In the first major speech from the airport since the government’s decision to back expansion of Heathrow, development director Phil Wilbraham has argued British businesses of all sizes would benefit from the decision from day one.
Speaking at London Build 2016, he announced the airport would begin signing initial contracts with engineers, architects and planning consultants within days and set out Heathrow’s vision to leverage the skills and expertise of British industry across the country.
An expanded Heathrow – which is set to be the largest privately-funded infrastructure project in Europe – will be delivered within a framework which maximises opportunities for British businesses of all sizes.
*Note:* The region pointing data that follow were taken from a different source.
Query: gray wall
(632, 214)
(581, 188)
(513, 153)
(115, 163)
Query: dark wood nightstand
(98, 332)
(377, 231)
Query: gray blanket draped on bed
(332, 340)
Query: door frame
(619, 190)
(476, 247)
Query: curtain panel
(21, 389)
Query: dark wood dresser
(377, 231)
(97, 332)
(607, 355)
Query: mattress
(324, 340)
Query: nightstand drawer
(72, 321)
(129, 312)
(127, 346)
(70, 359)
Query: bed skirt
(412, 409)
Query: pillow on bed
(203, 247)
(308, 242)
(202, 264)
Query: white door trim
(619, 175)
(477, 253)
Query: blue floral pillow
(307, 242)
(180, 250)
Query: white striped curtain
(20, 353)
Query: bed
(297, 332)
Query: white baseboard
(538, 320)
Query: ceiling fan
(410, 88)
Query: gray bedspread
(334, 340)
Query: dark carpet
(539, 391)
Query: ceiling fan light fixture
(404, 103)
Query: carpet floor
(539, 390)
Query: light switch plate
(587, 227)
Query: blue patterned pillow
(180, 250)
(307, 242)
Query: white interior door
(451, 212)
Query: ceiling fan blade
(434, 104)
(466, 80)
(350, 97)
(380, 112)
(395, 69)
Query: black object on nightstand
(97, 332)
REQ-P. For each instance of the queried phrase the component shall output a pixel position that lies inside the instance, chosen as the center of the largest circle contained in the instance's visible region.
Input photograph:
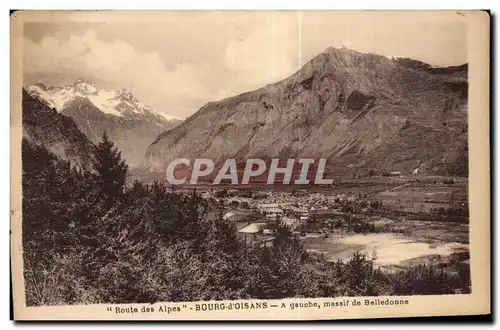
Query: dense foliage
(89, 237)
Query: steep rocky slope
(130, 124)
(360, 111)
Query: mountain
(362, 112)
(42, 125)
(130, 124)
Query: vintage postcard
(249, 165)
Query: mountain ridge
(320, 110)
(129, 123)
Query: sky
(178, 61)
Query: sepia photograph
(179, 162)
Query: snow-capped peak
(83, 86)
(119, 103)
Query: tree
(110, 168)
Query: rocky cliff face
(42, 125)
(360, 111)
(130, 124)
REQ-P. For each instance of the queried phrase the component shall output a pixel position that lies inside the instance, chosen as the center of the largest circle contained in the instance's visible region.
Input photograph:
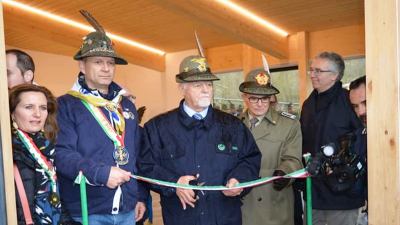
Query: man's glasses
(318, 71)
(255, 99)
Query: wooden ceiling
(169, 24)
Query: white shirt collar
(191, 112)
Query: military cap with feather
(258, 81)
(97, 43)
(195, 67)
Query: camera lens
(328, 150)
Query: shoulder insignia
(288, 115)
(364, 131)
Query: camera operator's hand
(280, 184)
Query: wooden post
(7, 162)
(302, 59)
(382, 68)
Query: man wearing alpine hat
(197, 144)
(99, 136)
(278, 136)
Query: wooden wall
(382, 60)
(348, 41)
(6, 134)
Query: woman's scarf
(110, 101)
(47, 210)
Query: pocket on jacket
(171, 152)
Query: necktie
(197, 116)
(253, 123)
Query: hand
(139, 211)
(117, 177)
(281, 183)
(185, 195)
(234, 192)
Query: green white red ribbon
(297, 174)
(39, 158)
(105, 124)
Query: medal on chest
(121, 155)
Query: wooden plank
(214, 15)
(5, 133)
(347, 41)
(382, 67)
(302, 58)
(225, 58)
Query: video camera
(338, 163)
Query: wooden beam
(383, 76)
(62, 39)
(302, 61)
(6, 134)
(223, 20)
(225, 58)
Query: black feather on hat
(97, 43)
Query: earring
(15, 125)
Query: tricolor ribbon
(39, 158)
(105, 124)
(81, 180)
(297, 174)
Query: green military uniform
(278, 136)
(279, 140)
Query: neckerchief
(95, 100)
(36, 152)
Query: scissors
(196, 183)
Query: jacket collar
(190, 122)
(323, 100)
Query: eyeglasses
(318, 71)
(262, 99)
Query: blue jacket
(324, 118)
(218, 148)
(83, 145)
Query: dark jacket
(83, 145)
(218, 148)
(324, 118)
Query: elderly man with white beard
(197, 144)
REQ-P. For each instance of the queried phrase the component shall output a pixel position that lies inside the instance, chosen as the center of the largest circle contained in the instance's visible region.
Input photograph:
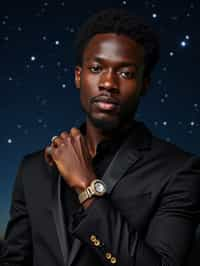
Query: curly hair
(120, 21)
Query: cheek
(88, 89)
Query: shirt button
(113, 260)
(108, 255)
(93, 238)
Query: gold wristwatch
(96, 188)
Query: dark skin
(113, 66)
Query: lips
(105, 99)
(106, 103)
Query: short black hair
(120, 21)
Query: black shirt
(104, 154)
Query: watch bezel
(93, 183)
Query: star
(183, 43)
(33, 58)
(164, 123)
(9, 141)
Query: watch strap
(86, 194)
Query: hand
(70, 154)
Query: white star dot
(183, 43)
(162, 100)
(33, 58)
(164, 123)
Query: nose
(109, 81)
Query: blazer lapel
(57, 212)
(129, 153)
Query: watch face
(99, 187)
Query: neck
(96, 135)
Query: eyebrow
(121, 64)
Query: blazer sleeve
(170, 231)
(16, 248)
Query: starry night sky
(38, 96)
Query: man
(109, 192)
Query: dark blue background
(39, 99)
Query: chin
(104, 124)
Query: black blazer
(148, 217)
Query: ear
(145, 85)
(78, 70)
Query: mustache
(104, 98)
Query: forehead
(114, 47)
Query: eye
(95, 69)
(127, 74)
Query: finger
(64, 135)
(47, 155)
(75, 132)
(56, 142)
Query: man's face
(111, 80)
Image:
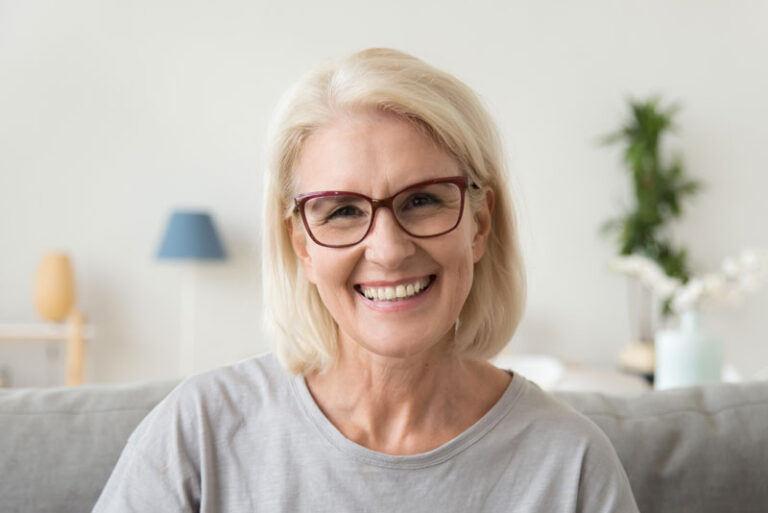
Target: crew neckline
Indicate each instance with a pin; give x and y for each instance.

He outlined the commitments Heathrow has already made to British industry, including:
- Some 95 per cent of Heathrow’s expansion procurement spend will be with the British supply chain, including 60 per cent outside London.
- A pledge to follow the new public sector procurement rules regarding steel purchasing, supporting up to 700 skilled jobs in the British steel industry.
- A commitment to open a number of new supply chain hubs in the UK to help build the new runway, including a site in Scotland.
- Creation of a Procurement Forum of industry leaders to secure supply chain opportunities across the UK during construction and beyond.
The project will help to address the skills gap and deliver a legacy for generations to come.
By 2030, Heathrow will have doubled the number of apprenticeships across the airport, providing 10,000 young people with airport careers.
The airport has a strong track record of working closely with its UK supply-chain as demonstrated with the construction of Terminal 2, delivered on time and on budget and creating thousands of jobs in infrastructure, engineering and construction.
Speaking at London Build 2016, Phil Wilbraham said: “This decision means the economic taps will be turned on and the British supply chain will benefit.
“We will sign the first contracts within the coming days and week, beginning the process of injecting tens of millions in to the British supply chain and supporting jobs across the UK.
“This will be the first stage of delivery for Britain’s new runway.”
The Airports Commission estimated that a new runway at Heathrow would create up to 180,000 jobs and generate up to £211 billion of economic benefits.